Tipsheet

News Reports in Central America: ‘Go to America With Your Child, You Won’t Be Turned Away’

Obama’s calling the mass influx of children illegally entering the U.S. an “urgent humanitarian situation” and that’s exactly what it is—Breitbart has the photos to prove it. The tens of thousands of children that are coming across the U.S.-Mexico border, many of whom from Central America, are unaccompanied. Officials are overwhelmed and sources tell filmmaker Dennis Michael Lynch that the Border Patrol in Texas is on the brink of collapse.

Officials are trying to transport children to their illegal-immigrant family members already in the U.S., and parts of at least two military facilities are being used to house the children.
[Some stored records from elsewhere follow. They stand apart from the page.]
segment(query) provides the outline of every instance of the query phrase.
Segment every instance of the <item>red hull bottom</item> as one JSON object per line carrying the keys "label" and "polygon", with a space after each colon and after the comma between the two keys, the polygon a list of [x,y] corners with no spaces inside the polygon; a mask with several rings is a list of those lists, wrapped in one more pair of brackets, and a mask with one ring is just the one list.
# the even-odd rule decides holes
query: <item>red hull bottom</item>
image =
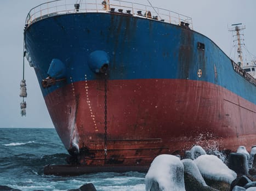
{"label": "red hull bottom", "polygon": [[78,164],[149,165],[157,155],[182,155],[195,145],[235,151],[255,144],[255,105],[211,83],[109,80],[106,142],[104,96],[104,80],[87,81],[86,76],[45,97],[56,131]]}

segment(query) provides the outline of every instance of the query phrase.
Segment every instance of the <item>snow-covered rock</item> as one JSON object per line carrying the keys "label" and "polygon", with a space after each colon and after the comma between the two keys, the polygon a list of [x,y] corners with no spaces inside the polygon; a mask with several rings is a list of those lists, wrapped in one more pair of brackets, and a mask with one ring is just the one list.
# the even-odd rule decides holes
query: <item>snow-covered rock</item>
{"label": "snow-covered rock", "polygon": [[178,157],[169,154],[156,157],[146,175],[146,191],[185,191],[184,171]]}
{"label": "snow-covered rock", "polygon": [[202,154],[206,154],[206,151],[199,145],[194,146],[190,150],[191,159],[194,160]]}
{"label": "snow-covered rock", "polygon": [[219,158],[214,155],[203,154],[194,160],[203,177],[231,184],[236,178],[236,173]]}
{"label": "snow-covered rock", "polygon": [[246,147],[244,146],[240,146],[236,151],[236,153],[244,154],[247,157],[248,160],[250,159],[250,154],[249,154]]}

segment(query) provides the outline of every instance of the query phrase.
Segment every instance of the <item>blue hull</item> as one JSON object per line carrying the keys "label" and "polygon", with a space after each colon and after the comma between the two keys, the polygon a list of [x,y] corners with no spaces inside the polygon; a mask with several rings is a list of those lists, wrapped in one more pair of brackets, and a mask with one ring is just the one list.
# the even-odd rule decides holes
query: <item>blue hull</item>
{"label": "blue hull", "polygon": [[[86,147],[103,157],[103,147],[90,142],[104,136],[98,129],[104,123],[101,63],[108,65],[107,138],[133,141],[128,144],[133,145],[127,148],[130,158],[138,154],[131,151],[138,140],[161,140],[161,151],[154,148],[145,162],[150,164],[174,146],[187,148],[201,133],[206,142],[219,138],[224,150],[234,150],[244,140],[246,146],[255,144],[255,80],[188,27],[126,14],[76,13],[35,22],[25,35],[50,115],[71,153]],[[49,74],[65,80],[44,88]],[[125,152],[115,148],[122,144],[116,142],[110,158],[123,158]],[[145,156],[152,154],[147,151]]]}

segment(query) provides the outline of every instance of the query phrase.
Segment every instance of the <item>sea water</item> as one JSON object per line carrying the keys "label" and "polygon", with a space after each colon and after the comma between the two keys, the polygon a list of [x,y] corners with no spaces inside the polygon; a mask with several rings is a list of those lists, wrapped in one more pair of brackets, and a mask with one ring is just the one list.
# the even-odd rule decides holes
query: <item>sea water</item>
{"label": "sea water", "polygon": [[97,191],[145,189],[145,174],[136,172],[43,175],[45,165],[66,164],[67,154],[53,128],[0,128],[0,185],[22,191],[67,190],[88,183]]}

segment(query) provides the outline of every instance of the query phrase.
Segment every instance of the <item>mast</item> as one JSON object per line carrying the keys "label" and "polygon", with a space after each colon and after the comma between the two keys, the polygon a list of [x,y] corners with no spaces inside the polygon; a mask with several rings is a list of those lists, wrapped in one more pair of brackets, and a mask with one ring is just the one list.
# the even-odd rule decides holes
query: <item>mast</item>
{"label": "mast", "polygon": [[242,46],[244,45],[244,43],[241,43],[241,41],[243,40],[244,39],[241,38],[241,36],[243,36],[243,34],[242,34],[240,32],[246,28],[245,26],[240,26],[240,25],[242,25],[242,23],[238,23],[238,24],[234,24],[231,26],[233,27],[229,29],[229,31],[235,32],[236,34],[233,35],[233,37],[236,37],[236,39],[234,40],[235,41],[237,41],[237,44],[234,45],[234,46],[237,47],[237,53],[238,54],[238,59],[240,62],[238,63],[239,65],[240,65],[241,67],[242,68],[243,65],[243,52],[242,51]]}

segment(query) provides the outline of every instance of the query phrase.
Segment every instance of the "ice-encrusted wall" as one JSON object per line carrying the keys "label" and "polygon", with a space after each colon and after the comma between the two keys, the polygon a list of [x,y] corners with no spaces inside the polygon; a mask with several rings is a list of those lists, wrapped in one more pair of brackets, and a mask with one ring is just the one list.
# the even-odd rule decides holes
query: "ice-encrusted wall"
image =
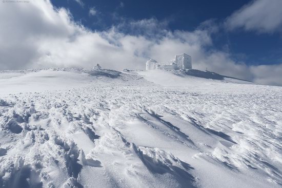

But the photos Breitbart obtained show just exactly what that looks like.

“The results of this mismanagement [by DHS] are thousands of individuals living in inhumane conditions for an indeterminate period of time, as well as exhausted and overwhelmed Border Patrol agents and CBP detention facilities," border expert Sylvia Longmire tells Breitbart. “This is an awful way to showcase what cartel and gang violence is doing to children and their families in Central America, and it's a humiliating example of what our government's inability to develop solid immigration and border security policies can cause.”

Republicans argue that the problem has undoubtedly gotten worse as the word has gotten out about the administration’s lax immigration enforcement policies. And they’re right.

McALLEN - Central Americans say news reports in their countries are encouraging them to make the journey north to the United States.

A mother and child told CHANNEL 5 NEWS that the message being disseminated in their country is, "go to America with your child, you won't be turned away."

The woman, Nora Griselda Bercian Diaz, from Guatemala, said she endured threats from the Zetas and extortion from corrupt Mexican police. She eventually crossed the Rio Grande with her 6-year-old Delmi Griselda Paul Bercian by her side.

The woman said she wants a U.S. education for her daughter.

[…]

Bercian Diaz said she has no family in the United States. Her hope of staying here relies on her little girl. She said the message in her country is that America's borders are open to all families.

News reports in Guatemala say mothers and small children are getting bus tickets, Bercian Diaz said.

"I said, ‘I need to act right now, because this will end and my girl won't have a future,'" Bercian Diaz said.

And to make matters worse, the administration announced on Thursday that it will renew its non-deportation program for young adult illegal immigrants.

“Despite the acrimony and partisanship that now exists in Washington, almost all of us agree that a child who crossed our border illegally with a parent, or in search of a parent or a better life, was not making an adult choice to break our laws, and should be treated differently than adult law-breakers,” Homeland Security Secretary Jeh Johnson said.